Windows and Doors

President Obama’s newly released budget is a bold and massive affair. Is it the best thing for the country? No one can be sure. Is there wasteful spending, about equally divided between Republicans and Democrats? Yes. Did it make a mistake in its approach to charitable giving in America? In my opinion that would have to be a “yes” as well.
Under this budget, Americans making $250,000 or more a year are going to see the deduction value of their charitable donations go down from 35% to 28%. So, for example, a person making a $10,000 contribution to a charity would, under the Obama proposal, receive a tax deduction of $2800, as opposed to $3500. Does that really matter? It sure does!

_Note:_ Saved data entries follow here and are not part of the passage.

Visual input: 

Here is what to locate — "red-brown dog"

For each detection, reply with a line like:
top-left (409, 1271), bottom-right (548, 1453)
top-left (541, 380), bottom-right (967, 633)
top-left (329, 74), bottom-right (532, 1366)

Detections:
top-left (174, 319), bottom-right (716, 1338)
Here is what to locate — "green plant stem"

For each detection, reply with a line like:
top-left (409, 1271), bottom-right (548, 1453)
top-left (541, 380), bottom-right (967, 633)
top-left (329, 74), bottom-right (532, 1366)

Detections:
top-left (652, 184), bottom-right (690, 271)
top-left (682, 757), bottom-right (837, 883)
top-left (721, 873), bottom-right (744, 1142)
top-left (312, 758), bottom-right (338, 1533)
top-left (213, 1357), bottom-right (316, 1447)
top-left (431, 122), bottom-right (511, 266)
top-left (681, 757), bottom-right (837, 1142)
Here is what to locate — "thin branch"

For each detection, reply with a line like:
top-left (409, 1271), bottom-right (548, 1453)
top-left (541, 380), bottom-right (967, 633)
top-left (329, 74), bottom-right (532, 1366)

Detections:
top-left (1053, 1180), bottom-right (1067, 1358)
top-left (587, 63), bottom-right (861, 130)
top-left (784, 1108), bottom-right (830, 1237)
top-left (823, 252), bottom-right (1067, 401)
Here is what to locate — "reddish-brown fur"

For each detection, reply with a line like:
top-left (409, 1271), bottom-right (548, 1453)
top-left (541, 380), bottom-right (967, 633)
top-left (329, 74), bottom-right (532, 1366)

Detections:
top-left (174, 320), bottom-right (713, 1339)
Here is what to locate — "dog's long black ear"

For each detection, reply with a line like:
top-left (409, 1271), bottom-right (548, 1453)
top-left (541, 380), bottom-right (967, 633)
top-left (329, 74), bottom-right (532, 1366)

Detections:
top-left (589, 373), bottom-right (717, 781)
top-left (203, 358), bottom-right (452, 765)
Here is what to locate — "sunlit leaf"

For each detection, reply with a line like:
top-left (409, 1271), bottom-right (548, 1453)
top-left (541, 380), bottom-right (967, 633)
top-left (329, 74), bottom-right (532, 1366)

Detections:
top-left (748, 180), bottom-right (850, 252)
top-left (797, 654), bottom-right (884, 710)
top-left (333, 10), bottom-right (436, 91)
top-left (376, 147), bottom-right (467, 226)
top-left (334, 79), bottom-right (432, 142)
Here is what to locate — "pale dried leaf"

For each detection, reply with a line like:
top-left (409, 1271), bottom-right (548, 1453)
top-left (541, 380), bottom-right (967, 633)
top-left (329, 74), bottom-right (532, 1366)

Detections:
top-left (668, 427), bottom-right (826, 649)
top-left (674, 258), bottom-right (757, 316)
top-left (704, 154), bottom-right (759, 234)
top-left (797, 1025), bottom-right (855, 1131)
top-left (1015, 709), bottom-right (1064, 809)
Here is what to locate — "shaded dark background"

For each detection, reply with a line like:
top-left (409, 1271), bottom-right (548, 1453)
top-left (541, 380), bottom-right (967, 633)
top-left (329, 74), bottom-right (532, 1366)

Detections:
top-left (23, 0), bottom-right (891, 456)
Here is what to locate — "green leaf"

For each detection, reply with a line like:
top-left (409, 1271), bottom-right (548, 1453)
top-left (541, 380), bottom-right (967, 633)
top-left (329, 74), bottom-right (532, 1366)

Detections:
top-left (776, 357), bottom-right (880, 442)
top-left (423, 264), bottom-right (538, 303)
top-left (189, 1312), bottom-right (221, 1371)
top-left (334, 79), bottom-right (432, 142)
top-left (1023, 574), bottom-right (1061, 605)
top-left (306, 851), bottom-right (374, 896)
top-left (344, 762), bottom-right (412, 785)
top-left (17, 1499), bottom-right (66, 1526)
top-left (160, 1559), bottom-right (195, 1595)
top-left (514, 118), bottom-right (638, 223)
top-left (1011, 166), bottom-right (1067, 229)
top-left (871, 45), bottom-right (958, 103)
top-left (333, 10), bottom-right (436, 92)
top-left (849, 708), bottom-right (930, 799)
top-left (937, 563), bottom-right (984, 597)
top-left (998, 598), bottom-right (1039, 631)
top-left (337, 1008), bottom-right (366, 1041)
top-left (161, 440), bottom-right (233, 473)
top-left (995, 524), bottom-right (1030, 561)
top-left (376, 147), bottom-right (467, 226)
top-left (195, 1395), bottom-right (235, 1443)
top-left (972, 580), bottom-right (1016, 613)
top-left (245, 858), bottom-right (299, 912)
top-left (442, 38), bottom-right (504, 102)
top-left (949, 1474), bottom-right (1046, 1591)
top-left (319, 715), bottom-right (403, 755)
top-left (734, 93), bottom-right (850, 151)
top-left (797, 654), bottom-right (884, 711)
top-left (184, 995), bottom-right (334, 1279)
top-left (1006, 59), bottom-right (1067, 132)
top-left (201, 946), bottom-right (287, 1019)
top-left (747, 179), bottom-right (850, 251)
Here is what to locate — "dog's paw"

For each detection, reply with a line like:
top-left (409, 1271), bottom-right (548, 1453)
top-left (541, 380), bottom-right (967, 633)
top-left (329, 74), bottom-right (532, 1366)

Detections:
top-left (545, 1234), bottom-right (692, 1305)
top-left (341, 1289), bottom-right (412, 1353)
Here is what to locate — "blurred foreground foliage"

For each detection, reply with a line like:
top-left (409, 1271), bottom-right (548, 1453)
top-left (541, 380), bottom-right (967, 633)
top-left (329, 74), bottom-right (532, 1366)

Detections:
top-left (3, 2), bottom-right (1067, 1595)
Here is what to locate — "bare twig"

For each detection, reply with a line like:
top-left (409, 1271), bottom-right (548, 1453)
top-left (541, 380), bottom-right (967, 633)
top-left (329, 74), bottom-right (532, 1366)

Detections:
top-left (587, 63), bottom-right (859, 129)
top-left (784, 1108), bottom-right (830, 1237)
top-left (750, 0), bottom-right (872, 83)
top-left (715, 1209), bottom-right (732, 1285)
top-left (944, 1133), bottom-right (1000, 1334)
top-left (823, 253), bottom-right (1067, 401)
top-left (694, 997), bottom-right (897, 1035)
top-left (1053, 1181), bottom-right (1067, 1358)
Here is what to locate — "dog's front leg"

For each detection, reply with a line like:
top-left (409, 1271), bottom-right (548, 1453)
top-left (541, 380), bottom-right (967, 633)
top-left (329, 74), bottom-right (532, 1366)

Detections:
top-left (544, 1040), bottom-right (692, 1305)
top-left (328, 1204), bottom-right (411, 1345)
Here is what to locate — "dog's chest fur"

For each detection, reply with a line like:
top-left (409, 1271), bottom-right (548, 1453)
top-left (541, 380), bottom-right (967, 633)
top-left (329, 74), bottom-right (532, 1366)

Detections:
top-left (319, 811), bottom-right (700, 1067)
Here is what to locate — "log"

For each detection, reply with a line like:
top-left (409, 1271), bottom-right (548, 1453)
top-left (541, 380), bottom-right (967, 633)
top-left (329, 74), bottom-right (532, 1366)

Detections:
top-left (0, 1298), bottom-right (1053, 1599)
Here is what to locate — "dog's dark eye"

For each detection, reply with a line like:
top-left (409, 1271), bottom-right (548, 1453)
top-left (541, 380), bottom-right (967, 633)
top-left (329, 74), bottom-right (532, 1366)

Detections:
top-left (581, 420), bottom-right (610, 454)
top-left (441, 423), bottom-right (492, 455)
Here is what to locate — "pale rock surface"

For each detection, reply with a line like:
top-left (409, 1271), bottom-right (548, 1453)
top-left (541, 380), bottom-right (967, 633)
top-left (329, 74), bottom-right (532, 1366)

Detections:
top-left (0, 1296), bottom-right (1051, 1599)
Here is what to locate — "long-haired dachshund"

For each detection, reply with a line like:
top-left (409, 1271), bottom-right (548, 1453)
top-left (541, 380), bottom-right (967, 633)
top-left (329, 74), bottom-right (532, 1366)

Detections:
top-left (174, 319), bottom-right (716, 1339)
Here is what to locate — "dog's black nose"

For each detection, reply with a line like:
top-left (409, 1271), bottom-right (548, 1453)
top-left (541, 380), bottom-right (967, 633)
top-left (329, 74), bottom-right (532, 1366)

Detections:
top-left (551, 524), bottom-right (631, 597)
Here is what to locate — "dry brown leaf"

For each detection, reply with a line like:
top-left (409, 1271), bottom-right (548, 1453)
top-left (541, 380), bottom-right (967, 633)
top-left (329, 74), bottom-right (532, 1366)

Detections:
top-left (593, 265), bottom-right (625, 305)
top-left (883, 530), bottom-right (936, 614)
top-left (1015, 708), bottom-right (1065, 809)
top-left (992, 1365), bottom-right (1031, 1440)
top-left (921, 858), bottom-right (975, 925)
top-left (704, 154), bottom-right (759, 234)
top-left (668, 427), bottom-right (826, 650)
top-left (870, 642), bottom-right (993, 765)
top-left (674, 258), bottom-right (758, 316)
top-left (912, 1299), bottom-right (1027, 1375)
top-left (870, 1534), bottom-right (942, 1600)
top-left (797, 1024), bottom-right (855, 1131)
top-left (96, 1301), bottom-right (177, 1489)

Just as we are being told that recovery will require an unprecedented partnership between the public and the private sector, the administration devalues individual charity. That is not smart and it is not right. Diretor Orzag and his crew of what my friend Nathan Diament of the OU’s Institute for Public Affairs calls, the “green eye shade folks” (apparently that’s slang for accountants, and since I just learned that, I thought I would share) really messed up on this one.

It’s not that this change will cripple philanthropy. As most studies indicate, it almost certainly will not. But it does equate the value of charitable giving with all other deductible expenses. And at precisely the moment when we need to reaffirm the importance of individuals stepping up to address those in need, this does the opposite.
As president Obama told the nation this week, we must not give in to fear. He is so right about that. So why not do everything in our power to encourage people’s personal generosity at just the time they may feel too afraid to give?